Paul Newman, seyircilerin kendisinden bıkmalarından da korkuyor, her filminde, bir öncekini hatırlatan hareketler yapmaktan çekiniyordu. Aktör, gazetecilere:
    - «Laurence Olivier’e gıpta ediyorum» dedi. «Her filminde, her piyesinde tamamen değişik bir insan olarak seyircinin karşısına çıkıyor. Ben onun kadar başarılı olamamaktan korkuyordum. Fakat Sophia Loren ve David Niven ile beraber çevirdiğim şu son filmde değişik bir hüviyete bürünüyorum.»

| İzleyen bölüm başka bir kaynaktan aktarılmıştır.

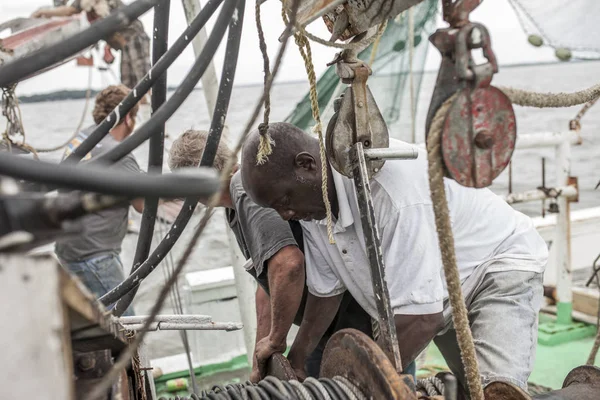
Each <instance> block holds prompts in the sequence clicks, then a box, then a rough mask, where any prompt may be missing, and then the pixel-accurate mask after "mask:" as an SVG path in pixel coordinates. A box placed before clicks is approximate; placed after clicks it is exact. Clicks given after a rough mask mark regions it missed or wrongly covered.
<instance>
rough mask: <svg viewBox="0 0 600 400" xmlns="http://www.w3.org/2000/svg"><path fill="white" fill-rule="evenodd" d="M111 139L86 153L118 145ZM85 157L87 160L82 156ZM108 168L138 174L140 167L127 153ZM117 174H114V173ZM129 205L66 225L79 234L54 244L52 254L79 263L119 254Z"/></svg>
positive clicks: (86, 217) (98, 214) (94, 151)
mask: <svg viewBox="0 0 600 400" xmlns="http://www.w3.org/2000/svg"><path fill="white" fill-rule="evenodd" d="M93 128H95V126H92V127H89V128H87V129H85V130H83V131H82V132H81V133H80V134H79V135H78V137H77V138H75V139H73V143H72V144H71V145H70V146H68V148H67V152H65V156H67V155H68V154H69V152H70V151H72V150H73V149H74V148H75V147H77V145H78V144H79V143H81V141H83V140H84V139H85V138H86V137H87V135H88V134H89V133H91V131H92V130H93ZM118 144H119V142H117V141H116V140H115V139H113V137H112V136H111V135H110V134H109V135H107V136H106V137H105V138H104V139H102V141H101V142H100V143H98V145H96V147H95V148H94V149H93V150H92V151H91V152H90V154H91V158H94V157H96V156H98V154H101V153H103V152H105V151H108V150H109V149H111V148H113V147H115V146H116V145H118ZM86 158H87V157H86ZM110 169H115V170H120V171H128V172H134V173H140V172H141V170H140V167H139V165H138V163H137V161H136V159H135V157H134V156H133V155H132V154H128V155H127V156H125V157H124V158H123V159H121V160H120V161H119V162H117V163H115V164H113V165H112V166H111V167H110ZM115 173H118V171H115ZM128 217H129V204H124V205H122V206H118V207H113V208H109V209H106V210H102V211H98V212H95V213H92V214H88V215H86V216H84V217H82V218H79V219H78V220H76V221H73V222H70V223H69V225H70V226H69V228H70V229H77V230H78V231H79V232H81V233H80V234H78V235H76V236H72V237H68V238H65V239H62V240H60V239H59V240H57V242H56V248H55V250H56V255H57V256H58V257H59V258H60V259H61V260H62V261H65V262H76V261H81V260H84V259H87V258H90V257H92V256H97V255H100V254H104V253H117V254H118V253H120V252H121V244H122V243H123V239H124V238H125V235H126V234H127V223H128V219H129V218H128Z"/></svg>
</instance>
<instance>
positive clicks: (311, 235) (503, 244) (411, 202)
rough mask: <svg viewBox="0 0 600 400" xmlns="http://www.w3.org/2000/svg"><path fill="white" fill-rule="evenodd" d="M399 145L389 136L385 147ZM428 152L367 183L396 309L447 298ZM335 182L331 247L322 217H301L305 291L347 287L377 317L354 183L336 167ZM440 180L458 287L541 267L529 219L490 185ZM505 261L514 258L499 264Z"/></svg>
mask: <svg viewBox="0 0 600 400" xmlns="http://www.w3.org/2000/svg"><path fill="white" fill-rule="evenodd" d="M398 143H401V142H398V141H395V140H391V141H390V147H394V146H395V145H397V144H398ZM426 157H427V154H426V152H425V151H423V150H420V151H419V158H418V159H417V160H414V161H387V162H386V164H385V166H384V167H383V168H382V169H381V171H380V172H379V173H378V174H376V175H375V177H374V178H373V179H372V180H371V195H372V198H373V205H374V209H375V218H376V220H377V223H378V226H379V233H380V237H381V245H382V250H383V257H384V263H385V275H386V276H385V278H386V282H387V285H388V289H389V292H390V300H391V305H392V308H393V309H394V312H395V313H396V314H433V313H437V312H441V311H442V307H443V300H444V299H445V298H447V291H446V284H445V279H444V274H443V267H442V262H441V255H440V250H439V245H438V239H437V232H436V226H435V217H434V213H433V206H432V201H431V196H430V192H429V181H428V175H427V158H426ZM333 179H334V184H335V188H336V191H337V198H338V203H339V214H338V219H337V220H334V236H335V241H336V244H334V245H331V244H329V240H328V238H327V226H326V222H325V221H324V220H323V221H311V222H302V228H303V231H304V244H305V246H304V249H305V259H306V273H307V285H308V289H309V291H310V292H311V293H312V294H314V295H315V296H319V297H329V296H334V295H336V294H339V293H342V292H344V291H345V290H349V291H350V293H351V294H352V296H353V297H354V298H355V299H356V301H357V302H358V303H359V304H360V305H361V306H362V307H363V308H364V310H365V311H366V312H367V313H369V314H370V315H371V316H374V317H375V316H376V315H377V308H376V305H375V299H374V295H373V288H372V284H371V274H370V269H369V264H368V259H367V254H366V252H365V242H364V236H363V231H362V225H361V220H360V212H359V209H358V203H357V199H356V193H355V189H354V181H353V180H351V179H348V178H346V177H344V176H342V175H340V174H338V173H337V172H336V171H333ZM444 181H445V182H444V184H445V187H446V196H447V200H448V205H449V209H450V218H451V221H452V230H453V232H454V241H455V248H456V258H457V263H458V268H459V272H460V277H461V282H463V290H465V291H466V290H469V291H472V290H474V289H475V287H474V286H475V285H474V284H470V285H469V284H467V283H469V282H468V281H473V280H468V279H467V278H469V277H470V276H471V275H473V278H474V279H475V277H476V276H481V274H483V273H485V272H496V271H500V270H502V271H506V270H525V271H534V272H543V270H544V268H545V265H546V261H547V257H548V249H547V246H546V243H545V242H544V240H543V239H542V238H541V237H540V235H539V234H538V233H537V231H536V230H535V228H534V226H533V223H532V221H531V220H530V218H529V217H527V216H525V215H523V214H521V213H520V212H518V211H516V210H514V209H513V208H512V207H510V206H509V205H508V204H507V203H506V202H505V201H504V200H502V199H501V198H500V197H498V196H496V195H495V194H493V193H492V192H491V191H490V190H488V189H473V188H466V187H463V186H460V185H459V184H458V183H456V182H455V181H453V180H450V179H445V180H444ZM507 259H510V261H511V262H500V261H501V260H507ZM494 260H498V261H499V262H494ZM475 270H477V274H474V273H473V272H474V271H475ZM477 280H479V279H477ZM465 295H468V293H465Z"/></svg>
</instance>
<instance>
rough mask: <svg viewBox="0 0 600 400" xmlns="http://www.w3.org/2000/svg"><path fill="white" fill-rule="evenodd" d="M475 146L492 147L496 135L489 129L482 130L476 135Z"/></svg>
mask: <svg viewBox="0 0 600 400" xmlns="http://www.w3.org/2000/svg"><path fill="white" fill-rule="evenodd" d="M475 146H477V147H479V148H480V149H483V150H486V149H491V148H492V146H494V137H493V136H492V134H491V133H490V132H489V131H481V132H479V133H478V134H477V135H476V136H475Z"/></svg>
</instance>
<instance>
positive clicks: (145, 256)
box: [113, 0, 196, 390]
mask: <svg viewBox="0 0 600 400" xmlns="http://www.w3.org/2000/svg"><path fill="white" fill-rule="evenodd" d="M170 10H171V0H167V1H165V2H164V3H161V4H159V5H157V6H156V8H155V9H154V29H153V30H152V32H153V34H154V37H153V38H152V65H153V66H154V65H156V63H157V62H158V60H160V58H161V57H162V56H163V55H164V54H165V53H166V52H167V49H168V48H169V43H168V42H169V16H170ZM166 100H167V72H166V71H165V73H163V74H162V75H161V76H160V77H159V78H158V79H157V81H156V83H155V84H154V86H152V114H154V113H155V112H156V110H157V109H158V108H159V107H160V106H162V105H163V103H164V102H165V101H166ZM164 152H165V124H163V125H162V126H161V130H160V132H157V133H156V134H155V135H153V136H152V137H151V138H150V146H149V150H148V172H153V173H157V174H162V166H163V154H164ZM157 212H158V198H157V197H147V198H146V199H145V200H144V211H143V212H142V222H141V224H140V232H139V234H138V241H137V246H136V249H135V255H134V257H133V265H132V266H131V269H132V270H135V269H137V268H138V267H139V266H140V264H141V263H142V262H144V260H146V259H147V258H148V254H150V246H151V245H152V237H153V236H154V223H155V222H156V214H157ZM136 293H137V288H136V289H134V290H132V291H131V292H129V293H127V296H126V297H124V298H123V301H121V302H119V307H115V308H114V310H113V314H114V315H115V316H117V317H120V316H121V315H123V313H124V312H125V311H127V308H129V306H130V305H131V302H132V301H133V298H134V297H135V295H136ZM195 389H196V388H194V390H195Z"/></svg>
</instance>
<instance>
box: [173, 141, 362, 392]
mask: <svg viewBox="0 0 600 400" xmlns="http://www.w3.org/2000/svg"><path fill="white" fill-rule="evenodd" d="M207 137H208V133H207V132H204V131H187V132H184V133H183V135H181V136H180V137H179V138H178V139H177V140H175V142H174V143H173V145H172V147H171V150H170V152H169V167H170V168H171V169H172V170H173V169H176V168H182V167H190V166H197V165H198V163H199V162H200V158H201V156H202V153H203V152H204V147H205V145H206V139H207ZM230 157H231V151H230V150H229V148H228V147H227V145H226V144H225V143H223V140H221V142H220V143H219V147H218V148H217V152H216V157H215V161H214V164H213V166H214V167H215V168H216V169H217V170H219V171H222V170H223V168H224V167H225V164H226V163H227V160H228V159H229V158H230ZM237 169H238V166H237V165H236V166H235V167H234V174H233V175H232V177H231V179H230V181H229V182H228V184H226V185H225V186H224V188H223V193H222V196H221V203H220V206H222V207H225V208H226V213H227V220H228V222H229V227H230V228H231V229H232V230H233V232H234V234H235V236H236V239H237V242H238V245H239V246H240V249H241V250H242V253H243V254H244V256H245V257H246V259H248V260H249V262H248V263H247V264H246V266H247V271H248V273H250V274H251V275H252V276H253V277H254V278H255V279H256V281H257V282H258V287H257V289H256V313H257V327H258V329H257V332H256V350H255V357H254V363H253V368H252V375H251V380H252V381H254V382H257V381H258V380H260V378H262V377H263V376H264V372H265V364H266V362H267V360H268V359H269V357H271V355H272V354H273V353H276V352H284V351H285V349H286V337H287V334H288V332H289V330H290V327H291V325H292V323H293V322H294V323H296V324H297V325H300V322H301V321H302V316H303V313H304V309H305V307H306V308H307V309H309V308H310V307H314V306H315V304H314V303H311V302H310V301H309V302H308V303H306V304H305V302H306V294H307V290H306V285H305V274H304V255H303V253H302V252H303V238H302V228H301V227H300V223H299V222H298V221H293V220H290V221H289V223H288V222H286V221H284V220H283V219H281V217H280V216H279V215H278V214H277V213H276V212H275V211H273V210H271V209H269V208H263V207H260V206H258V205H257V204H256V203H254V202H253V201H252V200H251V199H250V198H249V197H248V195H247V194H246V192H245V191H244V188H243V187H242V182H241V176H240V173H239V172H237V173H236V171H237ZM342 303H343V305H342V307H341V308H340V312H339V313H338V316H337V319H336V320H335V321H333V320H334V318H332V321H330V322H331V323H330V324H329V325H328V326H327V327H325V328H326V329H327V332H326V333H325V335H324V339H323V340H322V341H321V342H320V343H318V342H319V340H317V343H315V344H314V345H315V346H314V347H317V349H316V350H315V351H314V352H312V350H311V352H312V353H313V354H312V355H311V357H308V356H307V359H306V360H303V364H302V367H301V368H298V370H297V371H298V375H299V378H300V379H302V378H303V375H304V369H305V363H304V362H306V369H307V373H308V374H309V375H310V376H313V377H315V376H318V373H319V369H320V363H321V354H322V351H323V349H324V345H325V342H326V341H327V338H328V337H329V336H330V335H331V334H333V332H335V331H337V330H339V329H343V328H355V329H359V330H361V331H363V332H365V333H366V334H368V335H370V334H371V322H370V317H369V315H368V314H366V313H365V311H364V310H363V309H362V308H361V307H360V306H359V305H358V303H356V301H355V300H354V299H353V298H352V296H350V294H349V293H348V294H347V295H346V296H345V298H344V300H343V302H342ZM335 311H337V310H333V313H334V314H335ZM307 314H308V315H314V313H312V314H311V313H307ZM320 338H321V337H319V338H318V339H320ZM314 347H313V348H314ZM307 354H310V353H307Z"/></svg>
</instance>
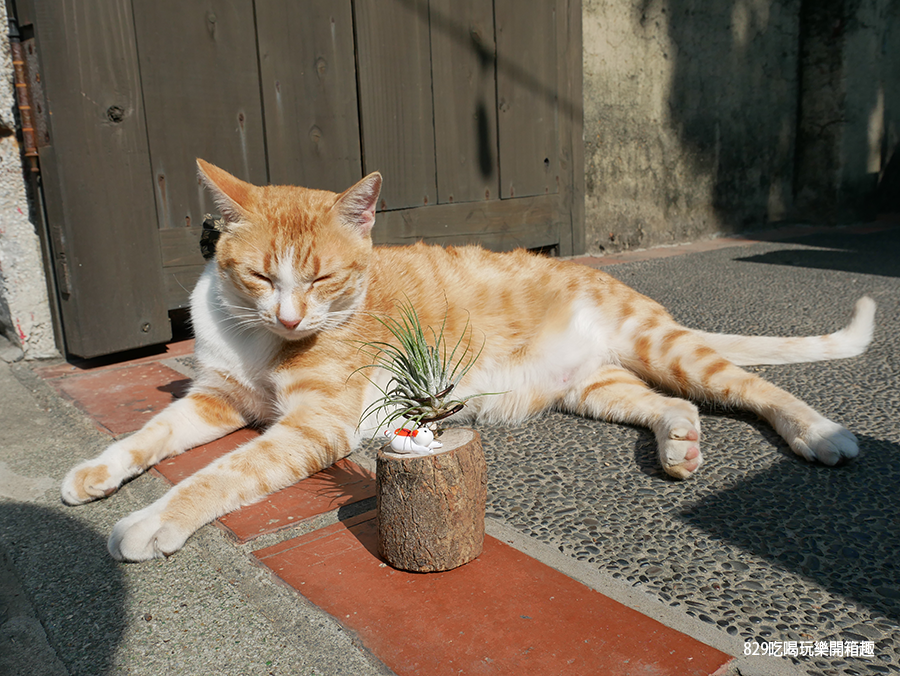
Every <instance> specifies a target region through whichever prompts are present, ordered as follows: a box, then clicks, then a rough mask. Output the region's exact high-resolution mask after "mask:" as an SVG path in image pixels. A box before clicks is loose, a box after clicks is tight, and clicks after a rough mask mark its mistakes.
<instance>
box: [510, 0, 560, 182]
mask: <svg viewBox="0 0 900 676" xmlns="http://www.w3.org/2000/svg"><path fill="white" fill-rule="evenodd" d="M494 4H495V7H496V10H495V12H496V14H495V15H496V20H497V108H498V111H499V112H498V120H499V124H498V127H499V139H500V184H501V191H502V196H503V197H504V198H506V197H524V196H526V195H544V194H548V193H555V192H557V191H558V189H559V187H558V180H559V119H558V106H557V103H558V98H559V90H558V85H557V62H558V53H557V45H556V4H557V3H555V2H547V1H546V0H495V3H494Z"/></svg>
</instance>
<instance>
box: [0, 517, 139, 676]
mask: <svg viewBox="0 0 900 676" xmlns="http://www.w3.org/2000/svg"><path fill="white" fill-rule="evenodd" d="M0 535H2V543H3V544H2V547H3V549H4V554H5V557H6V558H7V559H8V560H9V561H10V562H11V563H13V564H15V568H16V570H18V571H36V572H35V573H33V574H32V575H30V576H28V577H26V578H25V579H23V580H22V586H23V587H24V590H25V594H26V595H27V597H28V598H29V601H30V602H31V605H32V607H33V608H34V611H35V613H36V614H37V617H38V619H39V620H40V622H41V624H42V625H43V627H44V630H45V632H46V634H47V637H48V639H49V641H50V643H51V645H52V646H53V648H55V649H56V653H57V655H58V656H59V658H60V659H61V660H62V662H63V664H64V665H65V667H66V669H67V670H68V672H69V673H72V674H98V675H102V674H107V673H112V672H113V666H114V665H113V658H114V656H115V654H116V650H117V647H118V645H119V642H120V641H121V639H122V634H123V632H124V630H125V614H124V613H125V609H124V600H125V584H124V581H123V577H122V573H121V571H120V570H119V567H118V564H117V563H116V562H115V561H113V560H112V558H110V557H109V556H108V555H107V554H106V540H105V538H103V537H101V536H100V535H99V534H97V533H96V532H94V531H92V530H90V529H89V528H87V527H85V526H84V524H82V523H81V522H79V521H77V520H76V519H73V518H70V517H67V516H63V515H62V514H60V513H59V512H57V511H54V510H51V509H47V508H44V507H38V506H36V505H31V504H24V503H2V504H0ZM29 657H30V658H31V659H37V658H38V656H37V655H29ZM28 666H29V668H30V669H31V671H29V672H27V673H33V674H39V673H46V672H45V668H46V666H47V665H43V664H36V663H30V664H29V665H28Z"/></svg>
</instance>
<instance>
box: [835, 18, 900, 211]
mask: <svg viewBox="0 0 900 676" xmlns="http://www.w3.org/2000/svg"><path fill="white" fill-rule="evenodd" d="M853 9H854V10H855V11H854V13H853V14H852V15H851V16H849V17H848V18H847V27H846V32H845V36H844V39H845V47H844V60H843V71H844V77H845V79H846V83H847V84H846V101H845V110H844V133H843V135H842V137H841V144H840V147H839V152H840V159H841V162H840V167H841V175H840V186H841V193H842V198H843V199H842V200H841V201H842V202H844V203H846V204H848V205H850V206H856V207H857V209H854V210H853V211H852V212H851V213H853V212H858V211H859V205H858V204H857V202H858V201H859V200H867V199H868V197H869V196H870V195H871V194H872V192H873V191H874V189H875V187H876V185H877V182H878V179H879V176H880V175H881V172H882V170H883V169H884V167H885V165H886V164H887V161H888V159H889V155H890V154H891V153H892V151H893V150H895V149H896V146H897V142H898V138H897V137H898V126H900V110H898V104H900V92H898V87H897V84H898V83H900V44H898V42H897V40H898V38H900V27H898V25H897V24H898V22H900V3H898V2H896V0H862V2H860V3H859V6H858V7H855V8H853Z"/></svg>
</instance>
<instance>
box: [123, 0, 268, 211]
mask: <svg viewBox="0 0 900 676" xmlns="http://www.w3.org/2000/svg"><path fill="white" fill-rule="evenodd" d="M134 11H135V32H136V34H137V42H138V49H139V53H140V67H141V82H142V87H143V92H144V101H145V104H146V107H147V136H148V138H149V141H150V157H151V160H152V163H153V179H152V180H153V187H154V191H155V193H156V200H157V207H158V209H157V210H158V214H159V227H160V228H177V227H186V226H190V225H198V224H199V223H200V222H201V221H202V218H203V214H204V213H206V212H209V211H214V208H213V205H212V201H211V200H210V199H209V196H208V195H207V194H205V192H204V190H203V189H202V188H201V187H200V185H199V181H198V179H197V166H196V163H195V160H196V158H197V157H202V158H203V159H206V160H209V161H210V162H212V163H214V164H217V165H220V166H221V167H222V168H224V169H227V170H228V171H229V172H231V173H232V174H234V175H235V176H238V177H239V178H242V179H244V180H248V181H252V182H254V183H261V184H265V183H266V182H267V180H268V176H267V172H266V152H265V141H264V138H263V116H262V104H261V99H260V90H259V75H258V69H257V50H256V37H255V35H254V32H253V24H254V20H253V3H250V2H233V1H231V0H209V1H208V2H204V3H194V2H188V3H185V2H183V0H154V2H136V3H134Z"/></svg>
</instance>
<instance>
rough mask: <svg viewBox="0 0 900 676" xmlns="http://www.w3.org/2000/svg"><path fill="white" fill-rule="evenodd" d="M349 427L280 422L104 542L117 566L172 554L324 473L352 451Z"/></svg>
mask: <svg viewBox="0 0 900 676" xmlns="http://www.w3.org/2000/svg"><path fill="white" fill-rule="evenodd" d="M353 432H354V426H353V425H348V426H344V427H342V426H341V425H340V424H337V423H335V421H334V420H330V419H328V418H327V416H322V419H320V420H316V419H310V420H309V421H308V422H305V421H304V422H295V421H292V420H282V421H280V422H278V423H275V424H274V425H272V427H270V428H269V429H268V430H266V432H265V433H264V434H262V435H261V436H259V437H257V438H256V439H253V440H252V441H250V442H248V443H246V444H244V445H243V446H241V447H239V448H237V449H235V450H234V451H232V452H231V453H229V454H228V455H225V456H222V457H221V458H219V459H218V460H215V461H213V462H212V463H210V464H209V465H207V466H206V467H204V468H203V469H201V470H199V471H198V472H196V473H195V474H193V475H192V476H190V477H188V478H187V479H185V480H184V481H182V482H180V483H179V484H178V485H176V486H174V487H173V488H171V489H170V490H169V492H168V493H166V494H165V495H164V496H163V497H162V498H160V499H159V500H157V501H156V502H154V503H153V504H151V505H149V506H148V507H145V508H144V509H141V510H139V511H137V512H134V513H132V514H130V515H129V516H127V517H125V518H124V519H122V520H121V521H119V522H118V523H117V524H116V525H115V527H114V528H113V531H112V534H111V535H110V537H109V542H108V545H107V546H108V548H109V552H110V554H111V555H112V556H113V557H114V558H116V559H118V560H120V561H145V560H147V559H152V558H161V557H163V556H167V555H169V554H172V553H174V552H176V551H178V550H179V549H181V548H182V546H184V543H185V541H187V539H188V538H189V537H190V536H191V534H192V533H194V531H196V530H197V529H199V528H200V527H201V526H203V525H205V524H207V523H209V522H210V521H212V520H213V519H215V518H217V517H219V516H222V515H223V514H226V513H228V512H231V511H233V510H235V509H237V508H239V507H242V506H244V505H248V504H252V503H254V502H256V501H257V500H259V499H261V498H263V497H265V496H266V495H268V494H270V493H273V492H275V491H277V490H280V489H282V488H285V487H287V486H290V485H291V484H293V483H296V482H297V481H299V480H301V479H305V478H306V477H308V476H310V475H311V474H314V473H315V472H318V471H319V470H321V469H324V468H325V467H328V466H329V465H331V464H332V463H334V462H335V461H337V460H338V459H340V458H341V457H344V456H346V455H347V454H348V453H349V452H350V450H351V448H350V445H351V443H352V434H353Z"/></svg>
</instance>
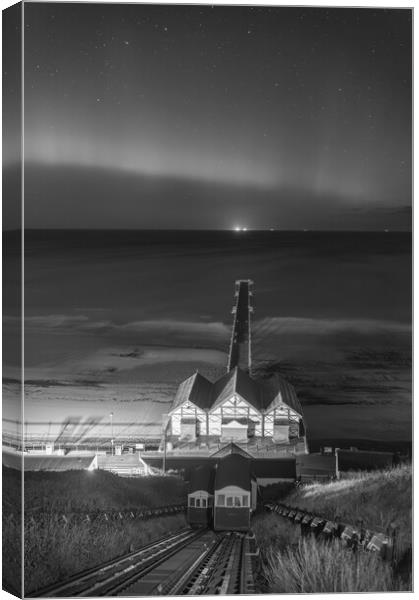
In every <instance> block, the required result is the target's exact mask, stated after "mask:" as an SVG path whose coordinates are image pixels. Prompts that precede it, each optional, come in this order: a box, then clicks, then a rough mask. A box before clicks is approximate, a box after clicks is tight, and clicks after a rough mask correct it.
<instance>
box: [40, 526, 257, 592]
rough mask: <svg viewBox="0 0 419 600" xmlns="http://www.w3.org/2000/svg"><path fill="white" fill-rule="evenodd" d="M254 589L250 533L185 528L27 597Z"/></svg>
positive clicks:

Paul Newman, bugün Hollywood'un en çok para kazanan 10 aktöründen biridir. Birkaç kere Oscar armağanına aday gösterilmiş ve armağan kazanmıştır. Bunlara rağmen aktör, her filmini çevirirken heyecanlanır, titizlenir. Kırk yaşındaki aktörün bu davranışlarına bakıp da onun küçük yaşta aktörlüğe merak sarmış olduğu da zannedilmemeli. Kendisi, eski günlerinden bahsederken şöyle diyor:
    - Çocukken ve ilk gençlik yıllarımda aktör olmayı aklımdan geçirmemiştim. Küçük bir kuru temizleme fabrikasında çalışıyordum. Daha sonra bir kütüphanenin seyyar satıcılığını üzerime aldım. Çalışmaktan yorulunca da rahat etmek için aktör olmaya karar verdim.»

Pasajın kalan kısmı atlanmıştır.